It's actually a Smoothie... it's one of the mis-labeled ones they were selling on the cheap last year.

I forgot to mention that  



joe


----------



## blackhat (Jan 2, 2003)

you should try the raceblade XL's. I used them for a couple months on my surly and was more impressed with them than I'd anticipated. 
do you have any heel strike issues with those panniers on the short(ish) stays?


----------



## JoeDaddio (Sep 3, 2005)

blackhat said:


> you should try the raceblade XL's. I used them for a couple months on my surly and was more impressed with them than I'd anticipated.
> do you have any heel strike issues with those panniers on the short(ish) stays?

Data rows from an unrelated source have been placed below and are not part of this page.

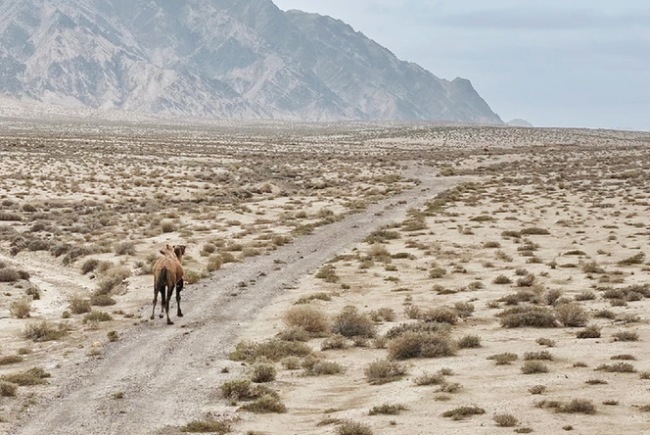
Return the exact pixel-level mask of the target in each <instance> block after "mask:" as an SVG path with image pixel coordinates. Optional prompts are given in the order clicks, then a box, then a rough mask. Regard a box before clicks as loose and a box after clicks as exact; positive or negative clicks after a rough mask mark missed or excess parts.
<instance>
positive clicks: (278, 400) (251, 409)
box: [240, 394, 287, 414]
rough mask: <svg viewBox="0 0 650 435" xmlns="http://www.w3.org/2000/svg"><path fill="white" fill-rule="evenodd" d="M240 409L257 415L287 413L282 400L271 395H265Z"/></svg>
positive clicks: (247, 404) (245, 404)
mask: <svg viewBox="0 0 650 435" xmlns="http://www.w3.org/2000/svg"><path fill="white" fill-rule="evenodd" d="M240 409H243V410H244V411H249V412H254V413H256V414H270V413H276V414H282V413H285V412H287V407H286V406H285V405H284V403H282V402H281V401H280V398H279V397H277V396H275V395H271V394H265V395H263V396H261V397H260V398H259V399H255V400H254V401H252V402H250V403H247V404H245V405H243V406H242V407H241V408H240Z"/></svg>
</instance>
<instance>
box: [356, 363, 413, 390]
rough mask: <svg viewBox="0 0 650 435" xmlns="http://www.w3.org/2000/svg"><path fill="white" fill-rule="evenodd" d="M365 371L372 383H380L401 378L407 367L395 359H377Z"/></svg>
mask: <svg viewBox="0 0 650 435" xmlns="http://www.w3.org/2000/svg"><path fill="white" fill-rule="evenodd" d="M363 373H364V374H365V375H366V380H367V381H368V382H369V383H370V384H372V385H380V384H385V383H388V382H393V381H396V380H398V379H400V378H401V377H402V376H404V375H405V374H406V367H404V366H403V365H402V364H399V363H397V362H394V361H388V360H376V361H373V362H372V363H370V364H369V365H368V367H366V368H365V369H364V371H363Z"/></svg>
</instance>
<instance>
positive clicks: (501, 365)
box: [487, 352, 519, 366]
mask: <svg viewBox="0 0 650 435" xmlns="http://www.w3.org/2000/svg"><path fill="white" fill-rule="evenodd" d="M487 359H491V360H494V362H495V363H496V365H498V366H502V365H509V364H512V363H513V362H514V361H517V359H519V357H518V356H517V354H516V353H511V352H504V353H498V354H496V355H491V356H489V357H487Z"/></svg>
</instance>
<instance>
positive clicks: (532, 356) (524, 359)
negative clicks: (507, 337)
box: [524, 350, 553, 361]
mask: <svg viewBox="0 0 650 435" xmlns="http://www.w3.org/2000/svg"><path fill="white" fill-rule="evenodd" d="M524 360H527V361H528V360H546V361H552V360H553V355H551V353H550V352H549V351H547V350H542V351H540V352H526V353H524Z"/></svg>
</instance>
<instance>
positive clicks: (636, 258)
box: [618, 252, 645, 266]
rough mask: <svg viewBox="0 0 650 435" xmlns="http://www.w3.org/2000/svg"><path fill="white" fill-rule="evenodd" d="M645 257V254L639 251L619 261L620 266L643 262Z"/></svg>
mask: <svg viewBox="0 0 650 435" xmlns="http://www.w3.org/2000/svg"><path fill="white" fill-rule="evenodd" d="M644 258H645V254H644V253H643V252H639V253H638V254H634V255H633V256H631V257H628V258H625V259H623V260H621V261H619V262H618V265H619V266H632V265H634V264H643V259H644Z"/></svg>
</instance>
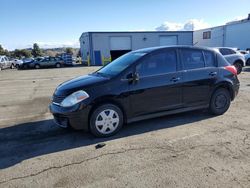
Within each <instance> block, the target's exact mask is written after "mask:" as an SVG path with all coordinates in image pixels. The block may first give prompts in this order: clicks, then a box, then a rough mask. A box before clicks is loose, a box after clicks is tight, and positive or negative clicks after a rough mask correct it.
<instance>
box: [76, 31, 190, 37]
mask: <svg viewBox="0 0 250 188" xmlns="http://www.w3.org/2000/svg"><path fill="white" fill-rule="evenodd" d="M114 33H115V34H119V33H129V34H133V33H193V31H88V32H83V33H82V34H81V36H80V39H81V37H82V36H83V35H84V34H114Z"/></svg>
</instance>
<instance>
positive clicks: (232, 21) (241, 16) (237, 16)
mask: <svg viewBox="0 0 250 188" xmlns="http://www.w3.org/2000/svg"><path fill="white" fill-rule="evenodd" d="M246 18H247V17H246V16H236V17H235V18H234V19H232V20H228V21H227V22H226V23H227V24H228V23H231V22H235V21H239V20H244V19H246Z"/></svg>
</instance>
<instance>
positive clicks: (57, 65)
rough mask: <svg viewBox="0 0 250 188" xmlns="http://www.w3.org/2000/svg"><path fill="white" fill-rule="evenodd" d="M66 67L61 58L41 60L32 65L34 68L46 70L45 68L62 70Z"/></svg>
mask: <svg viewBox="0 0 250 188" xmlns="http://www.w3.org/2000/svg"><path fill="white" fill-rule="evenodd" d="M63 65H64V62H63V60H62V59H61V58H59V57H46V58H43V59H40V60H36V61H34V62H32V63H31V64H30V66H31V67H32V66H33V67H32V68H36V69H39V68H44V67H56V68H60V67H62V66H63Z"/></svg>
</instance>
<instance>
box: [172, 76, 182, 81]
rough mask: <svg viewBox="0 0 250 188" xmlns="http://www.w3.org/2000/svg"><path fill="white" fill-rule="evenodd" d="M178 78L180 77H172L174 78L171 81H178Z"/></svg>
mask: <svg viewBox="0 0 250 188" xmlns="http://www.w3.org/2000/svg"><path fill="white" fill-rule="evenodd" d="M180 79H181V78H180V77H177V78H176V77H174V78H172V79H171V81H172V82H178V81H179V80H180Z"/></svg>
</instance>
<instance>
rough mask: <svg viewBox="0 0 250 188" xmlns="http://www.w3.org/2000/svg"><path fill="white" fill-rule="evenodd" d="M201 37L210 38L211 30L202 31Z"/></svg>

I'll check em out, for sure.

As far as heel strike: yeah, it's a little bit of an issue. But I have giant feet. I wear a 50, and even with the cleat pretty far back I hit it on occasion. If I ride with me feet flat I hit the panniers. So long as I keep my toes pointed down just a tad I don't have any issues.




joe


----------



## DrRoebuck (May 10, 2004)

JoeDaddio said:


> As far as heel strike: yeah, it's a little bit of an issue. But I have giant feet. I wear a 50, and even with the cleat pretty far back I hit it on occasion. If I ride with me feet flat I hit the panniers. So long as I keep my toes pointed down just a tad I don't have any issues.


Jeebus dude, that's a calf cramp waiting to happen.

Go here and buy the first item on the page. $13.

















\


----------



## JoeDaddio (Sep 3, 2005)

DrRoebuck said:


> Jeebus dude, that's a calf cramp waiting to happen.
> 
> Go here and buy the first item on the page. $13.



Yeah... like I'm going to take pannier advice from you... how many screws did you lose out on the mean streets of LA with you awesome new pannier? 

ps: I think I may invest in something like that. Thanks 









joe


----------